Novas velhas formas de consumo
A busca pela ressignificação da venda e da compra de peças de vestuário
leva marcas a optarem por confecções locais e modelos naturais de produção
Reportagem publicada na revista Esp da disciplina de Produção
 em Revista do curso de Jornalismo da Famecos/PUCRS.
Venda de peças da marca Aurora em feira de rua.
Depois da morte da avó, Érica Arrué Dias percebeu que o costume de fazer tricô havia se perdido em sua família. Assim, surgiu a ideia de criar a Aurora Moda Gentil. A iniciativa de estabelecer uma marca com produtos feitos a mão por um grupo pequeno de costureiras possibilitou que Érica recuperasse um hábito há tempos esquecido. “A Aurora nasceu para resgatar uma herança feminina da minha família, porque a minha avó fazia tricô, e, quando ela faleceu, eu percebi que poucos mantinham essa prática”, conta.

A motivação por redefinir significados de consumo foi o ponto de partida de Anne Anicet e Evelise Anicet Rüthschilling, mãe e filha professoras de Design e pesquisadores de moda, para estabelecer a própria marca, a Contextura. Para elas, a sociedade perdeu o hábito de reparar roupas que estragam. Tornou-se muito mais fácil comprar uma nova peça. Além disso, as questões socioambientais na moda sempre foram motivo de atenção em suas trajetórias profissionais. “A minha preocupação com a sustentabilidade iniciou-se quando eu ainda era estagiária de uma malharia. Observava e ficava impressionada com a quantidade de malhas e fios de alta qualidade que eram desperdiçados”, relata Anne.

A Aurora e a Contextura possuem, em comum, a preocupação com a sustentabilidade na confecção de suas peças. No meio da moda, esse movimento vai além de cuidados com o ambiente. Respeitar e remunerar bem os envolvidos ao longo da cadeia, utilizar matérias-primas e processos mais conscientes e oferecer preços justos aos consumidores finais são alguns dos principais valores que guiam marcas desse perfil.
Feira de Desapegos na Rua Miguel Tostes em Porto Alegre/RS/Brasil.
Para fazer jus ao principal pilar de sua empresa, Érica acompanha todos os processos de produção das peças. Tendo como matéria-prima básica a lã, a tecnóloga formada pelo Senac buscou fornecedores e produtores aos quais possuía acesso em sua cidade natal, Dom Pedrito. Lá, a criação das ovelhas, o corte da lã, o tratamento desse material, como a lavagem e a carda, a fiação e o tingimento natural, utilizando extratos vegetais como canela e bagaço de uva, são feitos sob supervisão dela. “É importante não só para a marca estar envolvida, mas, principalmente, para o produto final. O que a ovelha come, por exemplo, vai influenciar a cor, o toque, o cheiro dessa peça pronta”, ela salienta.
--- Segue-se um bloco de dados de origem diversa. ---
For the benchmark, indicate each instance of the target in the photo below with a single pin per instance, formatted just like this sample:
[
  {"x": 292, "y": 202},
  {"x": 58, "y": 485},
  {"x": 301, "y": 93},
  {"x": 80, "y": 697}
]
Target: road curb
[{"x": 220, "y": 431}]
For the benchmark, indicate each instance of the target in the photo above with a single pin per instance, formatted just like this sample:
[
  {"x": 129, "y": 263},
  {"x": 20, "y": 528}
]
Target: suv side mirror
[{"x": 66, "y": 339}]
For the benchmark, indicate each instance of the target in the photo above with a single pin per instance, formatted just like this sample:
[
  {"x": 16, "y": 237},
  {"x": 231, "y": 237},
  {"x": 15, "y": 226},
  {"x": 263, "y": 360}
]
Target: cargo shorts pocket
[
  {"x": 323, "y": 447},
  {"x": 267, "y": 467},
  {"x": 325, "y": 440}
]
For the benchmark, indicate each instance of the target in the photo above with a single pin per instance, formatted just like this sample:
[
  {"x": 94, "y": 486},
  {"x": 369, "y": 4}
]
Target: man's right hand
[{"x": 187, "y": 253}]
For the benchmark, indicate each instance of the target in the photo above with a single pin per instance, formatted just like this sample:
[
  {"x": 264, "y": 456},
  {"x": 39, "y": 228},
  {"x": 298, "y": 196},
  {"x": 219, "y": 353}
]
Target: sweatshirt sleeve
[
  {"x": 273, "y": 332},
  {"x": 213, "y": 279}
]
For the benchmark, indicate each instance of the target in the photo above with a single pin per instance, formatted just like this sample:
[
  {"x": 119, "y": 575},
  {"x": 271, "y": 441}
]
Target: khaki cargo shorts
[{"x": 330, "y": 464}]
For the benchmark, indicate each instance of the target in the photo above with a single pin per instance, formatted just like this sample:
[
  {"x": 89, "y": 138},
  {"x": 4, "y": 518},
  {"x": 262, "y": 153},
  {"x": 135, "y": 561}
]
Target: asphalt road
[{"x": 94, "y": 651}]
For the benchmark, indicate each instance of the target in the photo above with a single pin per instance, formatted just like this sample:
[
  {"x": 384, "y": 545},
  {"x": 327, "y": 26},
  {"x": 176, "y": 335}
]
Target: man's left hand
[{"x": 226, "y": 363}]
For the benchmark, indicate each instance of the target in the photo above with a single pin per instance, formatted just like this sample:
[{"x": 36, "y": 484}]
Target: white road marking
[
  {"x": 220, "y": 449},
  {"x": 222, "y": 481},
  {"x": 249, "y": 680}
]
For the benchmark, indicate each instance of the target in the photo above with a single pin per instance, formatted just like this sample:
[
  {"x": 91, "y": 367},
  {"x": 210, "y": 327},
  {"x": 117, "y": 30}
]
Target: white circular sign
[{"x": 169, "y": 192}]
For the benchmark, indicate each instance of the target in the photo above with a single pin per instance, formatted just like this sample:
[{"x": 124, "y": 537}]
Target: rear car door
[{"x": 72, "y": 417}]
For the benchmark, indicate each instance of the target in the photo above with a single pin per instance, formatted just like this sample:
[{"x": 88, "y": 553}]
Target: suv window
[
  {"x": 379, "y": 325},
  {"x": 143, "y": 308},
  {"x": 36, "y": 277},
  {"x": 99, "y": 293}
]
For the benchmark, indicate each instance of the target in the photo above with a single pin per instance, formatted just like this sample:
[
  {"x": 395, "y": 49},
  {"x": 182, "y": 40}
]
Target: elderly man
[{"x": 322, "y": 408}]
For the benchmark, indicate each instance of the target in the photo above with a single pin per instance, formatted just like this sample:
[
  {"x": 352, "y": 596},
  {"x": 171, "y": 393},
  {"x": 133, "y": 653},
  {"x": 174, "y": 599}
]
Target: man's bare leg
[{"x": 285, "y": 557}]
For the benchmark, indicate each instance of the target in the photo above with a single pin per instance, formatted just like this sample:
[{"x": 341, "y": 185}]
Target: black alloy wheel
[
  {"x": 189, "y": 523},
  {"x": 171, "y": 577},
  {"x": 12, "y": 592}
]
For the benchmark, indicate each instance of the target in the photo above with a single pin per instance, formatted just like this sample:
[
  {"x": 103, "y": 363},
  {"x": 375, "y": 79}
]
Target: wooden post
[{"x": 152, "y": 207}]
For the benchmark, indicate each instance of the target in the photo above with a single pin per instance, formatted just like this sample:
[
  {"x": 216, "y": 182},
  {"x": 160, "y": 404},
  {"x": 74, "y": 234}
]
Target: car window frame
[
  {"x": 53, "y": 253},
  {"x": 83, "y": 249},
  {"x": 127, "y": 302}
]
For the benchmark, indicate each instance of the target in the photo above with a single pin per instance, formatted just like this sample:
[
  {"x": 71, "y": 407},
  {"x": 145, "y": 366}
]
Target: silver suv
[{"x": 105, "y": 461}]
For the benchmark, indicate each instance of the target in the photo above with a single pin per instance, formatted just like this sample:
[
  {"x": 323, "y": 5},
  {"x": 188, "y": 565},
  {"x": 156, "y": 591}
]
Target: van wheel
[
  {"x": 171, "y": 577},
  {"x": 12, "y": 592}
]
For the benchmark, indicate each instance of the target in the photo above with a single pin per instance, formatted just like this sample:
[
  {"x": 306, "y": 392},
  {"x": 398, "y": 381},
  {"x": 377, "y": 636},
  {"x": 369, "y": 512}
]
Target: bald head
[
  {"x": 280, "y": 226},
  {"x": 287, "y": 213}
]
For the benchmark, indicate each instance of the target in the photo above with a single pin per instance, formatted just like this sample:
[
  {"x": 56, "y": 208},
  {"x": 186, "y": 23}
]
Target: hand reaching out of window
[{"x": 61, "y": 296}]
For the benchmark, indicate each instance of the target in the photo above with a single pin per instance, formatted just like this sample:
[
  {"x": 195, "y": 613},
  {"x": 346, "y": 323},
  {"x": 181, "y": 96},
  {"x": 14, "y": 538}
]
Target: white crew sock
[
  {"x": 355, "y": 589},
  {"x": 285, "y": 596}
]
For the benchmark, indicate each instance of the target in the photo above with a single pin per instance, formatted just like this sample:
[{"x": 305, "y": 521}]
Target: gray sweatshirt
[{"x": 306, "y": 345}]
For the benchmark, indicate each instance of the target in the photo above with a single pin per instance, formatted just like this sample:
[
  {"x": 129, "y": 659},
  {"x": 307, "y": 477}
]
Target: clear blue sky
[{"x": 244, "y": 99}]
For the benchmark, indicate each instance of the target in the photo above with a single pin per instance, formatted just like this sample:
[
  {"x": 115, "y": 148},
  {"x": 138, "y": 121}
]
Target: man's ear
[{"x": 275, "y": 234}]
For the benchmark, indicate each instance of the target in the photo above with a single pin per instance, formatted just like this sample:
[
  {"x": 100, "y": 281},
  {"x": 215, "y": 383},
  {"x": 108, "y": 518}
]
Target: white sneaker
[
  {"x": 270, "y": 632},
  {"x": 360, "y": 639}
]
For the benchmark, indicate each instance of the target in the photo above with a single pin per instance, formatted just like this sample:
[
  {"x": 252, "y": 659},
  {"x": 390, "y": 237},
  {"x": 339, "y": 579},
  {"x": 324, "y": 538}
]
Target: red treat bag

Fabricar peças com design atemporal e boa qualidade são questões essenciais para as criadoras da Contextura. Os consumidores, ao adquirir uma peça, podem utilizá-la durante muitos anos após a compra. Além de ser designer, Evelise coordena o Núcleo de Moda Sustentável da Universidade Federal do Rio Grande do Sul. Ela explica que o valor e o custo de uma peça possuem significados diferentes, apesar de estarem interligados. “O valor é dado à peça pela própria pessoa, o quanto aquele produto significa para ela e o quanto ela vai utilizá-lo. Já o custo envolve toda a cadeia de produção e os processos que fazem parte dela”, afirma.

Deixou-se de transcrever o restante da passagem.